Manvantaras, Indras, Saptarṣis, and the Seven Sustaining Manifestations; Vyāsa as Nārāyaṇa
तामसस्यान्तरे देवाः सुरा वाहरयस्तथा / सत्याश्च सुधियश्चैव सप्तविंशतिका गणाः
tāmasasyāntare devāḥ surā vāharayastathā / satyāśca sudhiyaścaiva saptaviṃśatikā gaṇāḥ
Im Manvantara des Tāmasa waren die göttlichen Scharen die Suras, die Vāharayas sowie die Satyas und die Sudhiyas—zusammen bildeten sie siebenundzwanzig gaṇas.
Sūta (narrating Purāṇic cosmology to the sages, in the style of traditional Itihāsa-Purāṇa discourse)
Primary Rasa: shanta
Secondary Rasa: adbhuta
Indirectly: by mapping cosmic administration (deva-gaṇas) across Manvantaras, the verse supports the Purāṇic view that changing divine offices operate within an unchanging metaphysical ground (Ātman/Brahman) that remains constant while cosmic cycles turn.
No specific practice is taught in this line; it provides cosmological context. In the Kurma Purana’s broader Shaiva-Vaishnava synthesis, such Manvantara descriptions frame why Yoga (including Pāśupata-oriented discipline and devotion) is urged as the stable means of liberation amid cyclical cosmic change.

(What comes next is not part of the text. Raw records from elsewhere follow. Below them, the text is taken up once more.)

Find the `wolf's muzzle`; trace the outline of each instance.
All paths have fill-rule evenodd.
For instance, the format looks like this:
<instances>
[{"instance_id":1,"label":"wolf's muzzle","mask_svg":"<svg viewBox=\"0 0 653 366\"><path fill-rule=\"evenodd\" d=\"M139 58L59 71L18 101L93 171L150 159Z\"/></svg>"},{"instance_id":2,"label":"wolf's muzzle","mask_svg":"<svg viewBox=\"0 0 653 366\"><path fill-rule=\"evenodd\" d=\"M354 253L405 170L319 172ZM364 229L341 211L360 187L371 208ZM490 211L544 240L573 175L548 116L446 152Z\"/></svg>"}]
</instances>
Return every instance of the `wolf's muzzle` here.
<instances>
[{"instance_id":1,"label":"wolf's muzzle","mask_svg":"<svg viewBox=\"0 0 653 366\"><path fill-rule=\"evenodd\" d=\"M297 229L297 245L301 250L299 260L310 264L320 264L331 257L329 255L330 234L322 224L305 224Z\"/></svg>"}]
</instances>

The verse is not explicitly sectarian; it lists deva-hosts within cosmic time. In the Kurma Purana’s integrative approach, these deities function under the one supreme governance—often expressed as a harmony of Shaiva and Vaishnava theologies—rather than as competing ultimate principles.